That said there's probably little reason for you to turn down a less
insubstantial offer for a name which generates you no revenue and presumably
isn't integral to your development idea if you ever choose to pursue it.

I'd have thought that calling his bluff was the right response, along the
lines of "I registered the domain X years prior to your decision to adopt a
variant of that name for your own purposes. My development plans for this
domain in $industry do not involve financial services in any way and thus no
possibility of confusion with your financial services firm exists. Any move on
your part to pursue this via UDRP would therefore almost certainly be a waste
of your money and time. I have invested my own money and time in the domain
and my development project for it, and have no intention of changing my
business plans unless it is financially worthwhile for me to do so."

------
nedwin
Setup a site on the domain name and start using it (static site, some content,
a contact detail, explanation of the service you're providing that doesn't
relate to financial institution). Sit back and watch this guys head explode.

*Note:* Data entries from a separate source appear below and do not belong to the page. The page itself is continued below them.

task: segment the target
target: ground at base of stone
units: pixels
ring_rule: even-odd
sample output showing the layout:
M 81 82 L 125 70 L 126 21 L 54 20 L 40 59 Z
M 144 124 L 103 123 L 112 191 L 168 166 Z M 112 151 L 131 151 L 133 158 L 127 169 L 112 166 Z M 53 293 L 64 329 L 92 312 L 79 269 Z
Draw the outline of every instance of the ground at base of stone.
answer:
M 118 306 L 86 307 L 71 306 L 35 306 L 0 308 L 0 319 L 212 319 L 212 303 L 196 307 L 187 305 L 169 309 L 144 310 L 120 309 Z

If it's not confusing with whatever service he's got you should be safe but
IANAL.

Finally I rarely worry when someone threatens me. Serious people don't
threaten - they act.

------
nprescott
You'll have to talk to a lawyer for legal advice; You could do it preemptively
or just wait. To properly pursue a UDRP they'll have to file a complaint in
court, at which point you'll need a lawyer anyhow.

Personal opinion - is it really worth the hassle? You've not launched anything
in 11 years, why not just set a fair price and re-brand your un-launched
venture?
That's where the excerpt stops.